# The Powermatic 4224 has landed.



## Bill Wyko (Feb 25, 2011)

Well, at last it's here, what an incredible machine. The castings on this thing are close to an inch thick just about everywhere. The quality of every part of it is absolutely incredible. Every part seems to have been built for overkill. The tailstock is a mountain of heavy metal and the Banjo is an animal. It also has two set levers to lock down the tool rest. The tool rest also has a recess for a finger guide, a nice feature. It's set up to have 3 ranges of speed, 0 to 910, 0 to 2000 and 0 to 3500. Since I'll be turning larger pieces I figured I'd change the belt setting to the lower setting. I was pleasantly surprised that the belt change only took about 30 seconds from start to finish, a very simple procedure. The motor is under the lathe bed with a metal shield over it to prevent any chips from getting in it. It really is great that I'll no longer have a motor in the way of my steady rest. It's also nice that the motor is so low in the unit, this gives it a solid center of gravity. Speaking of the motor, it's a monstrous 3 horse power 3 phase motor. It has a phase inverter built in so it can be used with either a 1 or 3 phase power supply. Another nice feature they include is a magnetic on/off switch that can go anywhere. It also has a built in 24pt index lock that is absolutely rock solid. That will make getting the tightest of chucks to release a breeze. I could go on and on with all the features this machine has, but I'll wait till I get to spin some wood on it. I have to say too that the people at Powermatic were absolutely wonderful to deal with. Very knowledgeable about every aspect of the machine and extremely friendly to talk to. I looked at a lot of other lathes but I just can't find anything else you could buy that offered more for your money (a lot more money for some of them) IMHO I just couldn't do any better than the Powermatic. Now I have to just stare at it until the 220V is done. Talk about teasing myself. I really have to give a huge thank you to the wonderful people at Powermatic, they made a dream come true. 
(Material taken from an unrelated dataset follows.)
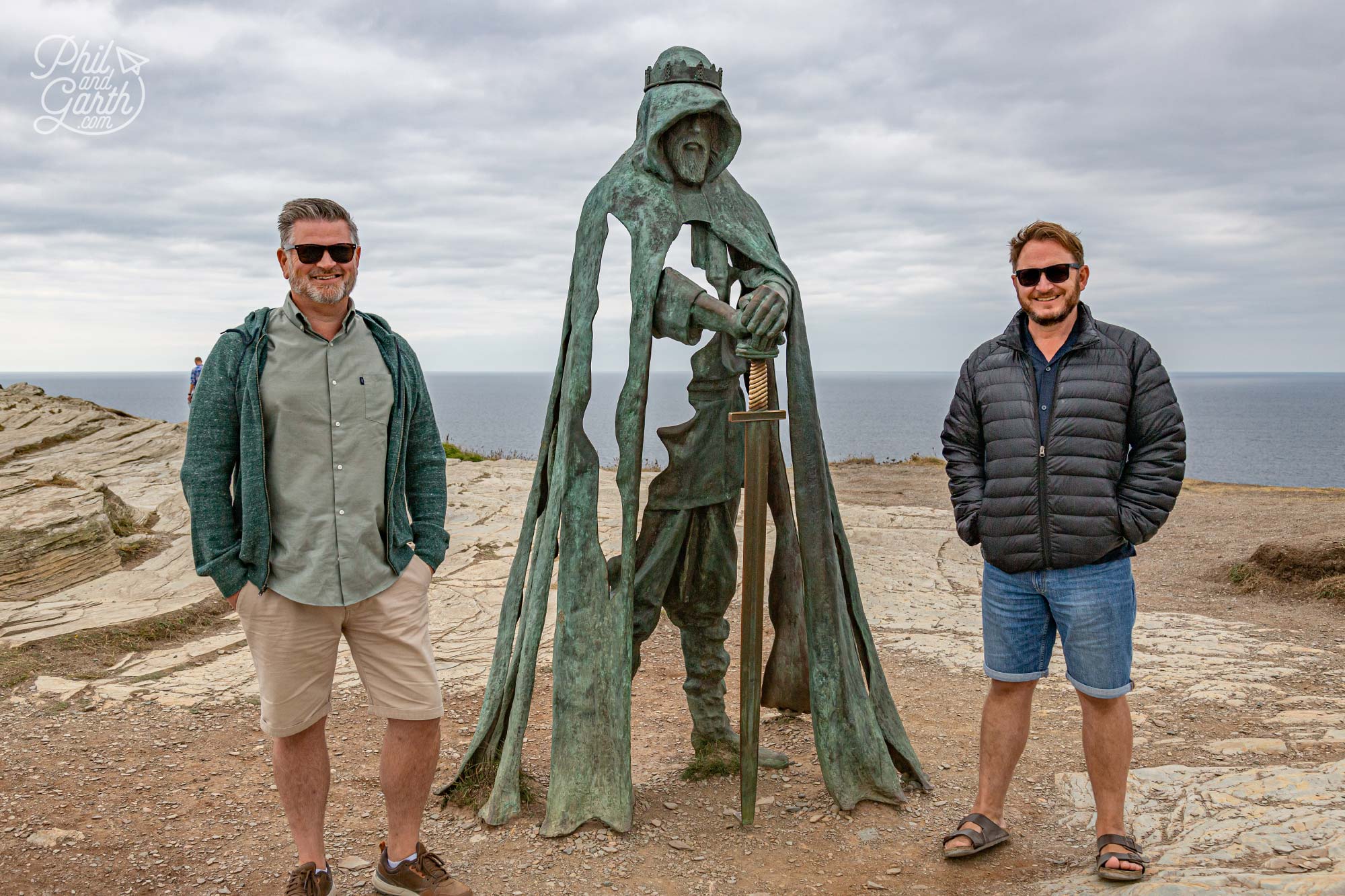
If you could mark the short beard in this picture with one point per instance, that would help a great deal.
(299, 284)
(691, 166)
(1046, 321)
Sorry for the poor picture quality, I'll have it in it's permanent place this weekend.
























Check out the scale of the tool rest.


----------



## GoIrish (Jan 29, 2012)

That is a monster.


----------



## Shop Dad (May 3, 2011)

Holy cow Bill you are pumped! That is one beautiful machine you have there. Glad it went to someone who will do it justice. Can't wait to see what you do with it.


----------



## Lilty (Dec 20, 2006)

What is the price of this monster ? I am sure we can all afford one.


----------



## Bill Wyko (Feb 25, 2011)

I'm working on a segmented piece to test it with. Should be ready to go on the lathe soon. I've got my work cut out for me. :thumbsup:


----------



## robert421960 (Dec 9, 2010)

i want one !!!!!
nice and congrats:thumbsup::thumbsup:


----------



## mark81253 (Mar 21, 2012)

I GOTTA have me one of these. Damn- nice lathe. I'm green with envy.


----------



## sawdustfactory (Jan 30, 2011)

Mark, I think the correct expression here is I'm mustard yellow with envy ;-)


----------



## mark81253 (Mar 21, 2012)

sawdustfactory said:


> Mark, I think the correct expression here is I'm mustard yellow with envy ;-)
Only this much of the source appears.